泵自吸过程两相流瞬变特性及其激励机制研究

Self-priming pump is a critical element in the energy, petrochemical and municipal fields. The stability of self-priming pump is strongly influenced by the complex two-phase flow structures and its excitation during the self-priming process. The main reason is the interference of high-speed flow and low-speed flow in the gas-liquid mixing area. However, the gas-liquid two-phase flow structures in the gas-liquid mixing area are still not fully revealed so far. The transient characteristics of gas-liquid mixed flow in the self-priming process of pump are the starting point of this project. The two-phase flow numerical method-CLSVOF/LES is generated. The experimental and numerical methods are used to investigate the temporal and spatial characteristics of unsteady vortex structures in the shear layer of gas-liquid mixing area in self-priming pump. The evolution progress of multi-scales vortex structures and cavitation flow structures are revealed with analysis of flow field data using the vortex dynamics theory, Proper Orthogonal Decomposition (POD) and spectrum analysis methods. The excitation sources are identified with measurement of pressure pulsation and structural responses signals. Cross-correlation functions are applied to analyze corresponding excitation features from vortices with different scales. Relations between vortex dynamics and structure response are established from the analysis. The outcomes of project provide a new explanatory on temporal and spatial characteristics of flow structures and its excitation mechanism in the self-priming pump and enrich the fundamental theory of self-priming pump. Finally, it can provide a theoretical support for optimizing the self-priming capability and vibration level of self-priming pump.

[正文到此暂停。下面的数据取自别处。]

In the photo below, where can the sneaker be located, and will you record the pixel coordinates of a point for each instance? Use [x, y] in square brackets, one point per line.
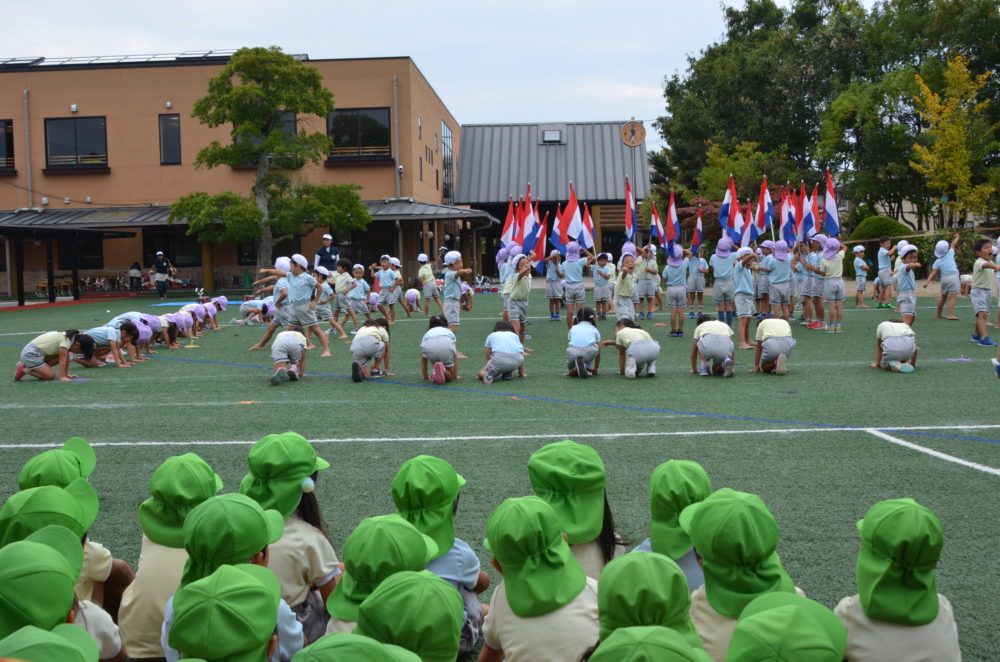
[437, 373]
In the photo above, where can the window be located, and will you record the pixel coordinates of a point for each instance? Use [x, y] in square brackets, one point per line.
[76, 143]
[360, 133]
[170, 139]
[6, 145]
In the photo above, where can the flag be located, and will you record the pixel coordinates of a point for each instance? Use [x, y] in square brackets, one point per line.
[729, 213]
[507, 236]
[629, 213]
[831, 217]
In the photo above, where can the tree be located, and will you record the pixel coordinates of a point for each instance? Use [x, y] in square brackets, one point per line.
[255, 93]
[958, 138]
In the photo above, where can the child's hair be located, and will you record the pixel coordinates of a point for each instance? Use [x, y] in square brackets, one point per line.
[584, 315]
[503, 325]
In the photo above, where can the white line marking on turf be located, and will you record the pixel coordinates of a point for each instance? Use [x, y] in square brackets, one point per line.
[564, 435]
[933, 453]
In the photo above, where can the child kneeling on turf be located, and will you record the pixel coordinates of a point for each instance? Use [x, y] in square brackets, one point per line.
[712, 342]
[504, 354]
[895, 347]
[288, 351]
[774, 345]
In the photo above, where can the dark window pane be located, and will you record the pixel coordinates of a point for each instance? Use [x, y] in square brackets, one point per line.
[170, 139]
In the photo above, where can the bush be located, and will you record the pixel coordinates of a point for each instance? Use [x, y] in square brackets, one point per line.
[874, 227]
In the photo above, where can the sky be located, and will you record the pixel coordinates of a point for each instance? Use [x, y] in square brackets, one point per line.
[491, 62]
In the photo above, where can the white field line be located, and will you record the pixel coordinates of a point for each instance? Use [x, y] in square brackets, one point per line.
[933, 453]
[563, 435]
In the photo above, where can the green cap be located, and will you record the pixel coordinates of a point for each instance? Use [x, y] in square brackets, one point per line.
[352, 647]
[177, 486]
[901, 543]
[64, 643]
[736, 536]
[59, 466]
[37, 576]
[74, 507]
[424, 491]
[645, 589]
[539, 570]
[570, 477]
[226, 530]
[415, 610]
[228, 616]
[650, 643]
[674, 486]
[831, 624]
[379, 547]
[279, 463]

自吸泵在能源、石化、市政等领域至关重要，自吸过程中复杂的气液两相流动结构及其激励响应严重影响了自吸泵的运行稳定性，其主要原因在于气液混合区内高速流与低速流之间的干涉作用。但目前针对气液混合区内两相流动结构的研究尚不充分。本项目以泵自吸过程中气液流动结构的瞬变特性为出发点，建立高精度的CLSVOF/LES两相流数值计算方法，综合实验和数值计算研究自吸泵气液混合区内剪切层处不稳定涡的时空特性。基于涡动力学理论分析、本征正交分解、频谱分析等流场数据分析，揭示气液混合区内多重尺度涡结构和空泡流形态的演变规律。通过采集压力脉动、结构响应等信号并进行激励源识别，采用互相关函数分析不同尺度涡所对应的激励特性，构建涡动-响应关联关系。项目研究成果将对自吸泵内流动结构的时空特性及其激励特性作出新的诠释，丰富自吸泵基础理论，为自吸泵的自吸性能及振动性能优化提供理论支撑。

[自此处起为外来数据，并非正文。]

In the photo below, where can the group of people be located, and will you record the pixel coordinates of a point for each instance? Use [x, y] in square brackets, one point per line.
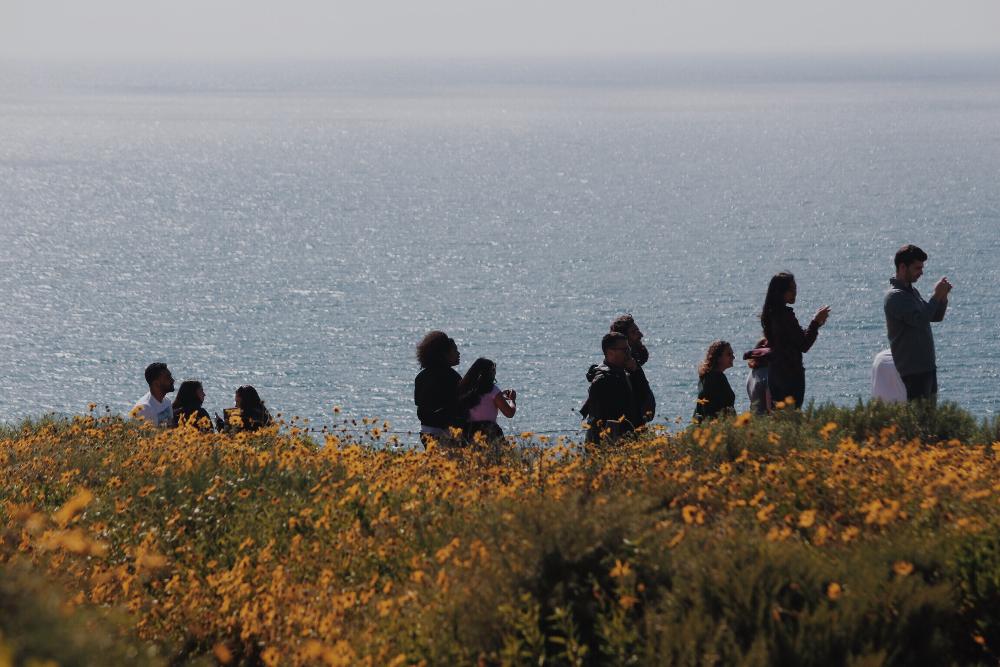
[458, 409]
[248, 414]
[453, 408]
[620, 400]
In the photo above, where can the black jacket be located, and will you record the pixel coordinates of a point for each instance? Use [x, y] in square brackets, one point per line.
[616, 400]
[715, 396]
[435, 391]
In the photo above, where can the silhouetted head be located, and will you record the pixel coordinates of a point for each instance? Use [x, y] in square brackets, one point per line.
[159, 379]
[437, 350]
[252, 409]
[719, 357]
[190, 396]
[780, 292]
[909, 262]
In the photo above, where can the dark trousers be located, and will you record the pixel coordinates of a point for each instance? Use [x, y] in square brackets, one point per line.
[784, 384]
[921, 386]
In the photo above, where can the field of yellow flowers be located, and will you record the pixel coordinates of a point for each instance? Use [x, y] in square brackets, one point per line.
[832, 536]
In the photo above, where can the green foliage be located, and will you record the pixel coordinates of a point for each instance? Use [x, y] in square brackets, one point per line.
[38, 626]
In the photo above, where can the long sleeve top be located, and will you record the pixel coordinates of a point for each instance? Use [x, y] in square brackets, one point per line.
[435, 392]
[715, 395]
[788, 342]
[908, 323]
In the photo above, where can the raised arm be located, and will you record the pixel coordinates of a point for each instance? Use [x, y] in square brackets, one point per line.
[506, 402]
[909, 311]
[940, 300]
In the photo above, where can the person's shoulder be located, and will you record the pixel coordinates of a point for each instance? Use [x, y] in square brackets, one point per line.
[599, 374]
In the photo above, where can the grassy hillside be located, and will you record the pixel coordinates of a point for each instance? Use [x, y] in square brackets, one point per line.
[838, 536]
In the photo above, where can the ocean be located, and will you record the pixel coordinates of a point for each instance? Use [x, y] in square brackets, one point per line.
[299, 226]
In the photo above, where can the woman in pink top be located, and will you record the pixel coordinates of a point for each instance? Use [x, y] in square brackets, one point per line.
[479, 394]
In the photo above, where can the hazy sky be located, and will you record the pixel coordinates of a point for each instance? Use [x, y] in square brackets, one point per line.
[187, 29]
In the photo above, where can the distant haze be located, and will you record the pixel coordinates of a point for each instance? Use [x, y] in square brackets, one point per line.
[255, 29]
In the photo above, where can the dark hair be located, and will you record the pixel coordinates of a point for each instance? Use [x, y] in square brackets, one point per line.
[711, 359]
[433, 350]
[478, 380]
[252, 409]
[623, 323]
[909, 254]
[186, 399]
[774, 302]
[610, 339]
[154, 370]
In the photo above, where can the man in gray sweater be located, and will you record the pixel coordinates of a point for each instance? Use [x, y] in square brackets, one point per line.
[908, 321]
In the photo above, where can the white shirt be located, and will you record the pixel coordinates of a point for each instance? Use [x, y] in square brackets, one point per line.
[886, 383]
[157, 413]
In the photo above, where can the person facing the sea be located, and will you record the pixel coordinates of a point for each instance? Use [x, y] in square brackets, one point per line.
[625, 324]
[188, 408]
[482, 400]
[887, 386]
[715, 396]
[617, 393]
[788, 341]
[248, 414]
[435, 389]
[758, 389]
[154, 408]
[908, 323]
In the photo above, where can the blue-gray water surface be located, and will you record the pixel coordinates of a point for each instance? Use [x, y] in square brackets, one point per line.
[300, 226]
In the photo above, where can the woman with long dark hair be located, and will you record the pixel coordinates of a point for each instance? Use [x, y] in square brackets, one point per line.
[481, 398]
[788, 341]
[188, 408]
[249, 413]
[435, 389]
[715, 395]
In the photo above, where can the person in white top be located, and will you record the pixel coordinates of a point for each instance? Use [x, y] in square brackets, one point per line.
[887, 386]
[154, 408]
[479, 394]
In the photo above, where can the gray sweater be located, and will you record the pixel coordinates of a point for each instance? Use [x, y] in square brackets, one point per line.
[908, 321]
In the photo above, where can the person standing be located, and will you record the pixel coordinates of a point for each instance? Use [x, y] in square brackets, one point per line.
[483, 400]
[788, 341]
[908, 323]
[188, 408]
[154, 408]
[435, 389]
[617, 392]
[625, 324]
[715, 395]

本项目以双叶片离心泵自吸过程中气液流动结构的瞬变特性为研究切入点，深入开展了以下几个方面的工作。首先，采用高速摄影技术开展了泵自吸过程气液瞬变特性实验研究，获取了不同自吸阶段泵内气泡体积分数及气泡流型的演变规律，揭示了自吸过程气液混合及气液分离机理；其次，基于自吸过程多尺度气泡流型，提出了考虑气泡大小和相间作用力的两组-双流体模型，开展了自吸过程的数值计算，分析了泵内气液两相相关物理量的时空特征，获取了不同自吸阶段泵内液体体积分数变化分布规律及气相运动规律，定量分析了回流孔位置及大小对自吸性能和水力性能的影响机制，给出了设计准则；再次，采用振动加速度传感器测量了不同自吸阶段的振动响应信号，辨识了结构响应的主要激励频率，揭示了非定常两相流动对振动响应的作用机制。项目研究成果对自吸泵内流动结构的时空特性及其激励特性作出了新的诠释，丰富了自吸式离心泵基础理论，为自吸式离心泵的优化设计提供了理论支撑。